What follows are some thoughts from Paul Graham's talk last night.
Variation in wealth is a sign of variation in productivity. Low-tech societies don't have variations in connectivity.
We need to understand especially productive people. How do you recognize them? How do you become one? How do you get them to come to work for you?
Like all craftsmen, hackers like good tools. They refuse to work on projects that use the "wrong" tools.
When you decide what infrastructure to use on a project, you're not just making a technical decision. You're making a social decision. The quality of the people who work on your project will depend on the tools you choose.
Programming languages are mediums of expressions. They are more than standards.
Good hackers insist on control. That's why they prefer open source.

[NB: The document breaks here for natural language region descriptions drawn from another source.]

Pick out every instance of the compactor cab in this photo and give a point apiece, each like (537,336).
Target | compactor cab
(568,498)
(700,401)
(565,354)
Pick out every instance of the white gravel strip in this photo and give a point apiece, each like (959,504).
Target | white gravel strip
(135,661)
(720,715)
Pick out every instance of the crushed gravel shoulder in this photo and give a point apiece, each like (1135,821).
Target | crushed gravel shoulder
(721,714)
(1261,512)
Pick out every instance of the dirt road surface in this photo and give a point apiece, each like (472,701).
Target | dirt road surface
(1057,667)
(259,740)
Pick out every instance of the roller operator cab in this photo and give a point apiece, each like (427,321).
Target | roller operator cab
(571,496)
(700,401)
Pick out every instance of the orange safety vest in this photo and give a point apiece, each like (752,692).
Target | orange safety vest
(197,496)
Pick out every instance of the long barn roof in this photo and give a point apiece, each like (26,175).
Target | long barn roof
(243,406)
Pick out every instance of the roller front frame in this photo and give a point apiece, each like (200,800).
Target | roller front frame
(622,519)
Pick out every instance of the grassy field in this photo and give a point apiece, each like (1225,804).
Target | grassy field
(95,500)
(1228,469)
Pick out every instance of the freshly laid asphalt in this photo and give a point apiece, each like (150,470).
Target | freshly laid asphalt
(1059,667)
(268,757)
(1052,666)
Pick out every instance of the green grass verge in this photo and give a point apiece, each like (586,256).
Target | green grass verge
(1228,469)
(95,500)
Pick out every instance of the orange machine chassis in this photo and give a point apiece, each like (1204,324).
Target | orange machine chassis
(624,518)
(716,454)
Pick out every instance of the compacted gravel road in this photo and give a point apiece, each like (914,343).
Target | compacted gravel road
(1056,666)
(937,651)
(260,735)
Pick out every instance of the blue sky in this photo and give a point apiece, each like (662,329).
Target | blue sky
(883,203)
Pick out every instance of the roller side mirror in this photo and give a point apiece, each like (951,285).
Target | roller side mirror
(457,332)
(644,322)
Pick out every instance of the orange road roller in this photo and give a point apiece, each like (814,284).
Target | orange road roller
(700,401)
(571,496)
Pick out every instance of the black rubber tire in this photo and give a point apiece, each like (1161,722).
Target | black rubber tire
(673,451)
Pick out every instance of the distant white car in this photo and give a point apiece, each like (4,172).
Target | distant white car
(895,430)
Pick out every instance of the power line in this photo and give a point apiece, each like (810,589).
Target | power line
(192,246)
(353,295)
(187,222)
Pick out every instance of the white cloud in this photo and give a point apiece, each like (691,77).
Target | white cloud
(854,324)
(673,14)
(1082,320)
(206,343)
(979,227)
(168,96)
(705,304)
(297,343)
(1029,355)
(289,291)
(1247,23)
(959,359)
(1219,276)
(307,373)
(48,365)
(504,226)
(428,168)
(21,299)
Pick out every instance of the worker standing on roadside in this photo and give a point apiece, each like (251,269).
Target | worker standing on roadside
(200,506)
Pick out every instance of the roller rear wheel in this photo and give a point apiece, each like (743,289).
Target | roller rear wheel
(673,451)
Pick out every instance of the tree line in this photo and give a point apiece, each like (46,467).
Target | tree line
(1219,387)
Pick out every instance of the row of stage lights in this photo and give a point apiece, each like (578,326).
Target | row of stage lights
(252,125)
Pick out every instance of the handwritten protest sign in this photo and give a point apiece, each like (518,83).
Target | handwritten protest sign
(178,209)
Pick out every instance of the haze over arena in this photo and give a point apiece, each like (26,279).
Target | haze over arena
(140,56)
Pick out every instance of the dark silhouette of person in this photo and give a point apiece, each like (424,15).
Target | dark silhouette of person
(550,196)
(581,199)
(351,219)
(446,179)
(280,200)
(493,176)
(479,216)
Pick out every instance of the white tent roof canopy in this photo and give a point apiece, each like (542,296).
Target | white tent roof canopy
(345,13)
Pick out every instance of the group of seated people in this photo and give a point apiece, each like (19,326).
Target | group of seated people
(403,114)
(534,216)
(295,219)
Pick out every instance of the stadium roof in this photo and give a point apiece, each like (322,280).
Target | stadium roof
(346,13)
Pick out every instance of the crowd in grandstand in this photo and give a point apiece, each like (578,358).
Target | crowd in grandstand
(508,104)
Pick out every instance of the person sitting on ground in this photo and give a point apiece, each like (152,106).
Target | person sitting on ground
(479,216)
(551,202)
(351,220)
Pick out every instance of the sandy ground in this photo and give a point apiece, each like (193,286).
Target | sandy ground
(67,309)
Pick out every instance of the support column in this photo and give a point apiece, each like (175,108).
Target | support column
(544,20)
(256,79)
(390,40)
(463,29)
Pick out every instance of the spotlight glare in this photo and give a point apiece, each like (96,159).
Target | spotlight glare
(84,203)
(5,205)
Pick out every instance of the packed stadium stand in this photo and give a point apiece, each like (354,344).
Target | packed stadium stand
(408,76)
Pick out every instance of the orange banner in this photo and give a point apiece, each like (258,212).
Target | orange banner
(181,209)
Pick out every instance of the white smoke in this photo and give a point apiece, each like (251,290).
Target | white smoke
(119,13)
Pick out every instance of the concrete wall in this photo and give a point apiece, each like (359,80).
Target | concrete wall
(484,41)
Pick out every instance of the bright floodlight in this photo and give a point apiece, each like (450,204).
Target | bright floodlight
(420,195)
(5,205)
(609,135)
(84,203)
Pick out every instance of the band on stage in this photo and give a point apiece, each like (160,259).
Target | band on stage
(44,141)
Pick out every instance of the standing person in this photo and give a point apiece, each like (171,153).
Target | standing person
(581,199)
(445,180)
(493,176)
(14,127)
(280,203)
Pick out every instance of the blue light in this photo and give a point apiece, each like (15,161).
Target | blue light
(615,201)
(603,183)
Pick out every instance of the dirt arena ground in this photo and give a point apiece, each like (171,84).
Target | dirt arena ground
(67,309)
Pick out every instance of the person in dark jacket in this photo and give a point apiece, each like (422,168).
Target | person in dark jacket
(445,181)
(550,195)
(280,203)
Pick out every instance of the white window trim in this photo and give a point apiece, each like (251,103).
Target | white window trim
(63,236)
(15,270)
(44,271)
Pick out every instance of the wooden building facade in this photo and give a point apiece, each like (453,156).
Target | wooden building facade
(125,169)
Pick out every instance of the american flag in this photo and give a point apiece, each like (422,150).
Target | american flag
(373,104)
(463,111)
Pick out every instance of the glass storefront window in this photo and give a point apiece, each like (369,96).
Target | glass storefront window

After software, the most important tool to a hacker is the office. Offices are places to think in. Making hackers work in a noisy environment is like having a paint factory where the air is filled with grit and dirt.
What tools do hackers choose when they can choose freely? Open source operating systems and languages like Perl and Python.
People like to work with people with high standards. Buts its not enough just to be exacting. If you're not a hacker, you can't tell who the good hackers are. To drive design, the manager must be the most demanding user of the company's product.
Solving a lot of nasty little problems is not nearly as interesting as solving a few big problems. Solving nasty little problems doesn't teach you anything. Big problems have patterns. Solving nasty little problems makes you stupid.
Great hackers like other great hackers. Good hackers clump.
Having great hackers is not in itself enough to ensure success. A company that can attract great hackers has a definite advantage.
How do you know when you meet a great hacker? It seems the only way to tell is to work with them. This is why Universities are at the center of high tech areas. They serve as intellectual dating services.
How do you become a great hacker? The key to being a good hacker may be to work on things they like. To do something well, you have to love it. If you're worried that your current job is rotting your brain, it probably is. Curiosity is listed as the number one property of great hackers given by many people. The ability to concentrate is also frequently mentioned. If may not be possible to cultivate these qualities, but it is possible to repress them.